MRIマンスリーレビュー2019年9月号

クオリティ・ジョブは計画的に創るもの

常務研究理事 村上 清明
AI(人工知能)は、21世紀の持続可能で豊かな地球社会を実現するためのキーテクノロジーであるが、いくつかの懸念材料もある。その一つが雇用問題である。近年の雇用状況を見ると、中産階級の中核であるホワイトカラーがITで代替されている。新たに生まれる仕事もあるが、その多くは低収入の仕事であり、高収入が得られる仕事(クオリティ・ジョブ)は少数だ。これは、大量の中産階級を生んだ産業革命の時との大きな違いだ。

今後も新たなビジネスと仕事は多数生まれてくるだろうが、技能や資格の習得だけでは高収入に結びつかない。例えば、国内には、すでにドローン操縦士の資格取得のための学校が多数設立されているが、操縦技能だけでは、持続的に高収入を得られる仕事にはならないだろう。
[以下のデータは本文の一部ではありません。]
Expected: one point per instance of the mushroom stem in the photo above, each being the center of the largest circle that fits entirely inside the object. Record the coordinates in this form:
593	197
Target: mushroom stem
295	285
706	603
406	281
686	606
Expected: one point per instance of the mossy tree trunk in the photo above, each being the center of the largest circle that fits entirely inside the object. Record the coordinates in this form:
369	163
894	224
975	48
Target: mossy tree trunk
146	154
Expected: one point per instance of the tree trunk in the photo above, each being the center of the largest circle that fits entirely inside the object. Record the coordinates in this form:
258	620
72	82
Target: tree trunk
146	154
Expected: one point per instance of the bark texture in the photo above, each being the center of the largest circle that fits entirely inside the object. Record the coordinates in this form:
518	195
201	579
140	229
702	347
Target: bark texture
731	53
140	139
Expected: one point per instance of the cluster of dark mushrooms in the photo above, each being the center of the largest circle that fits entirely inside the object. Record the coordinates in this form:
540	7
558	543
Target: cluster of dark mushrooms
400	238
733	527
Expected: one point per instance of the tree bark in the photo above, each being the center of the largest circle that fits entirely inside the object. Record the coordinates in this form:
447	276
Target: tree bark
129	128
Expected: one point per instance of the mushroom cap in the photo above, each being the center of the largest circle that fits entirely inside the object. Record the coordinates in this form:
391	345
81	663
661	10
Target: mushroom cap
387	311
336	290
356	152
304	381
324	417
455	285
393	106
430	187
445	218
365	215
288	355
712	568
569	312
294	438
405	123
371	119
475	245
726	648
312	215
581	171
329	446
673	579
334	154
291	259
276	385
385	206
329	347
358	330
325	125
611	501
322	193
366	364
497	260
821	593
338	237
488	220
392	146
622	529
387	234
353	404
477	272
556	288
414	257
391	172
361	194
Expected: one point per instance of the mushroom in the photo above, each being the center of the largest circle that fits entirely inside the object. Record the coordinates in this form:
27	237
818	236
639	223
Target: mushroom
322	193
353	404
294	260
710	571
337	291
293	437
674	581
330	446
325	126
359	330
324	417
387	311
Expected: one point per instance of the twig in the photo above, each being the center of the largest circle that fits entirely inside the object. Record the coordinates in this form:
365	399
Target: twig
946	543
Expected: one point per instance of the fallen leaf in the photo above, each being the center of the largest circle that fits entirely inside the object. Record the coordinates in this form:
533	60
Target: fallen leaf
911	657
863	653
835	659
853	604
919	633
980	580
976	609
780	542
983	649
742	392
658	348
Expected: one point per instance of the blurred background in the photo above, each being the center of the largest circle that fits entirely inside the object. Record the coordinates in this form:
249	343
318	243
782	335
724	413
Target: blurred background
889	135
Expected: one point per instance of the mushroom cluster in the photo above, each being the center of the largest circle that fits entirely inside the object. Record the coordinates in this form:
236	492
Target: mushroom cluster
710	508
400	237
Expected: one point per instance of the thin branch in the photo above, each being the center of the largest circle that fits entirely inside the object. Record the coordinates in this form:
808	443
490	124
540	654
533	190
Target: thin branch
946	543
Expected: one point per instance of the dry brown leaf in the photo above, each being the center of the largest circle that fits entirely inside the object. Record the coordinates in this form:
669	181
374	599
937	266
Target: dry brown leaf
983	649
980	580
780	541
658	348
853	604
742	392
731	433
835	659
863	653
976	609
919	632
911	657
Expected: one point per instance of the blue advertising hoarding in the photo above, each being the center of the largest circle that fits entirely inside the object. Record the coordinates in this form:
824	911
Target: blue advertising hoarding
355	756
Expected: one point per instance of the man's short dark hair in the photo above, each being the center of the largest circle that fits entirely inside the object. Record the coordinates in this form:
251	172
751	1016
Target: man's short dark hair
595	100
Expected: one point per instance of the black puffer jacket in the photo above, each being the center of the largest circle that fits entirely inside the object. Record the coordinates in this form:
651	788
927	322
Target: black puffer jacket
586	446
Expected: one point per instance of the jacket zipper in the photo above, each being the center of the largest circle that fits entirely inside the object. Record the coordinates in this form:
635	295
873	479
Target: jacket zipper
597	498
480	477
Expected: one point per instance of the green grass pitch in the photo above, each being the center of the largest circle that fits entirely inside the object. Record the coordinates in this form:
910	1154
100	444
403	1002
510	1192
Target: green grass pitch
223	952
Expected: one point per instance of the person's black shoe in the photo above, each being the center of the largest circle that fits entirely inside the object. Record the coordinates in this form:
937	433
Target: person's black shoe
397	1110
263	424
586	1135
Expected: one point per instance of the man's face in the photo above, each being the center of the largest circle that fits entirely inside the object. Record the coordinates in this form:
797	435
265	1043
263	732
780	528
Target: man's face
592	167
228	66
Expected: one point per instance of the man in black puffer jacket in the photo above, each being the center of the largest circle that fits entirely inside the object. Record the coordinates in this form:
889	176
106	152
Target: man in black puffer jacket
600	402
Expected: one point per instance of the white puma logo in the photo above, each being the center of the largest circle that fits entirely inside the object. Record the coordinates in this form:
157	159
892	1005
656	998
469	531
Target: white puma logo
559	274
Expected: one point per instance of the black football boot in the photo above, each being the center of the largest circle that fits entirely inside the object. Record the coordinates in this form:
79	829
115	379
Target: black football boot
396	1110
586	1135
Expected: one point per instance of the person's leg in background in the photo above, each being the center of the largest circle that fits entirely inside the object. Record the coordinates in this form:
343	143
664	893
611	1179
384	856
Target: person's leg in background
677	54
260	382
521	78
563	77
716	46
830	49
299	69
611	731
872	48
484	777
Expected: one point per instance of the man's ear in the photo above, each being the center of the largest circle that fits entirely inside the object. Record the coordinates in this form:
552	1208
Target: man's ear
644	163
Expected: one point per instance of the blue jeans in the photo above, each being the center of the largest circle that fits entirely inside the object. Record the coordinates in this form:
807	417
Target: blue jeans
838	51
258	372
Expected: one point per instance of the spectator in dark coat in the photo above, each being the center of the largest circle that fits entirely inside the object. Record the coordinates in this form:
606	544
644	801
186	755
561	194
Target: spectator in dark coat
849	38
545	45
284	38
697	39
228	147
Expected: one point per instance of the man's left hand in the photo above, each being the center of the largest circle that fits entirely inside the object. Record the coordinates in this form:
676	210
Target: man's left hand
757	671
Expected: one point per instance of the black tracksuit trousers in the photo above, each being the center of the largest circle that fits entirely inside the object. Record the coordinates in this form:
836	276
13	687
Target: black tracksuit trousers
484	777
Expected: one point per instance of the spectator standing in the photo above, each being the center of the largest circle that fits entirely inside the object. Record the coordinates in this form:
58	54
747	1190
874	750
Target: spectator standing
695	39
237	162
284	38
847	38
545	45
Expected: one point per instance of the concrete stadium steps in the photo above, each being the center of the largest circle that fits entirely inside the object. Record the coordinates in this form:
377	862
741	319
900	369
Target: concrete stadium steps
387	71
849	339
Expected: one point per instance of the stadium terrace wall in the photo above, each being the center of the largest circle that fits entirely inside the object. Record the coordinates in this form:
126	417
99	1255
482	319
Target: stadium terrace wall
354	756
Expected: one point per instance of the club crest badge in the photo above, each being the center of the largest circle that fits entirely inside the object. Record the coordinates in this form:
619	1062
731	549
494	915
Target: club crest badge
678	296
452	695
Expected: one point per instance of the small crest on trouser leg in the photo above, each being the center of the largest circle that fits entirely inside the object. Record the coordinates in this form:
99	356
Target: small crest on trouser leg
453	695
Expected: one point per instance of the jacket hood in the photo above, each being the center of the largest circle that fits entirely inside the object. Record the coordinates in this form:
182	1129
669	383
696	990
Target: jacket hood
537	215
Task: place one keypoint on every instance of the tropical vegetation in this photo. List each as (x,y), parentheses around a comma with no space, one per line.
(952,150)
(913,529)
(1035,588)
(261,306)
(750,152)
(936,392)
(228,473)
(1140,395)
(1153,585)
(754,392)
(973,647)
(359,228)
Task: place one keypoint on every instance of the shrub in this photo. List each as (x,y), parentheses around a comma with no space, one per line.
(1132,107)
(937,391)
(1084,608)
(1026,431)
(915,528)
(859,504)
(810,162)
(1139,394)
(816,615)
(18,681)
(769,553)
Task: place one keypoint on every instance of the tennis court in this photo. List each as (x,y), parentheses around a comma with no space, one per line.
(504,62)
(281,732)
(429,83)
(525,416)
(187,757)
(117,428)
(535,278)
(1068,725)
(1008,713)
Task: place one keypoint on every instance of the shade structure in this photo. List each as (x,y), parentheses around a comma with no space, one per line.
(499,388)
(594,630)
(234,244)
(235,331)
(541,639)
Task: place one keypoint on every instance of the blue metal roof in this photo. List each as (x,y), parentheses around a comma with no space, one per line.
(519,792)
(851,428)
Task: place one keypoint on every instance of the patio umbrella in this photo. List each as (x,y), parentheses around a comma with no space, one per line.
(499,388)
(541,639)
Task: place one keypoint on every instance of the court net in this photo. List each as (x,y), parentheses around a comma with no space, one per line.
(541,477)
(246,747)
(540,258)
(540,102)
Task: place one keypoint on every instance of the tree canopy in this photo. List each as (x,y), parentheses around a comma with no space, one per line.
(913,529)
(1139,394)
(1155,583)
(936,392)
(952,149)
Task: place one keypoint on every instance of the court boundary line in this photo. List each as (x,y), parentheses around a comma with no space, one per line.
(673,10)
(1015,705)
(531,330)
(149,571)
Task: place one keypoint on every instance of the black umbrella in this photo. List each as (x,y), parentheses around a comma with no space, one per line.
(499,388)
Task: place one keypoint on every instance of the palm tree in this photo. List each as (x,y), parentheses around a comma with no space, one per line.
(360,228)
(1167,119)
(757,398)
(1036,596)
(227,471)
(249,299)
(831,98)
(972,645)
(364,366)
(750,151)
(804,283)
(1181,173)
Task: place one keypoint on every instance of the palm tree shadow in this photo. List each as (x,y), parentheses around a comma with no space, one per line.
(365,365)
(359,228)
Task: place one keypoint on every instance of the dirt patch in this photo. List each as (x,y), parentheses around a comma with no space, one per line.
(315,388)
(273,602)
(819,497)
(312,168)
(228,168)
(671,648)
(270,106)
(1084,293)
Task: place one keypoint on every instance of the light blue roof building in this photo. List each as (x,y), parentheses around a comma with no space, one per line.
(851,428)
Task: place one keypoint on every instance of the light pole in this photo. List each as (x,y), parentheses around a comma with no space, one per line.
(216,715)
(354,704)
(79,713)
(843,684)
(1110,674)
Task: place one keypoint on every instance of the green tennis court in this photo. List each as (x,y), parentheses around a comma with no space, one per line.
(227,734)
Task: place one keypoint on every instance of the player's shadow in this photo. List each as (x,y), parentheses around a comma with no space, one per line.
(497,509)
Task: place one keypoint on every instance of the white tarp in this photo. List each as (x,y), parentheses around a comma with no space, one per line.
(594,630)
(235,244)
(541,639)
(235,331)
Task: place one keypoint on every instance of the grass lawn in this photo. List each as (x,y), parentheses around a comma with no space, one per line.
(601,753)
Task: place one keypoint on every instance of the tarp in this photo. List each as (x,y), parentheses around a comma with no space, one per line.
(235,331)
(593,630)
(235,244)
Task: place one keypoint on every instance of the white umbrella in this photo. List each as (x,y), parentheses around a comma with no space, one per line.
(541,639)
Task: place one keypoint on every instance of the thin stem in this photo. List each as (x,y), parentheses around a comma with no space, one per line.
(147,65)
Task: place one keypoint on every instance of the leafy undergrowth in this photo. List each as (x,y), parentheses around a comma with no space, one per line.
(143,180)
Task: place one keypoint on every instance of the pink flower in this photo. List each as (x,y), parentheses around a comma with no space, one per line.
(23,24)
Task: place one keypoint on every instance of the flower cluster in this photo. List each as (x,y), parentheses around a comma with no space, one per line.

高収入が得られる仕事となるには、より高い経済価値を生み出せるようにすることが必要だ。そのためには、包括的かつ、より高い専門性が求められる。宇宙航空分野で全米トップのERAU(Embry-Riddle AeronauticalUniversity、1925年創立)には、ドローン関連分野のトップ人材を養成する学部・修士課程がある。そこでは、科学、技術、経営を含む包括的なプログラムに加え、研究では、NASA(米国航空宇宙局)などと共同で最先端の研究が行われている。多数の企業が参加する共同研究、職業訓練、競技(コンテスト)、寄付講座など、実務教育も充実している。こうした教育プログラムは、将来の人材需要や得られる収入を綿密に調査した上で組まれており、学生は、想定される卒業後の仕事と収入を見て入学を判断できるようになっている。

産業のスクラップ・アンド・ビルドが不可避な時代を迎え、再教育の必要性が叫ばれているが、その出口(高収入が得られる仕事)が見えなければ、学習意欲も湧かない。個人の努力でその出口を創れるものでもない。学産官が一体となってクオリティ・ジョブを創ることが重要だ。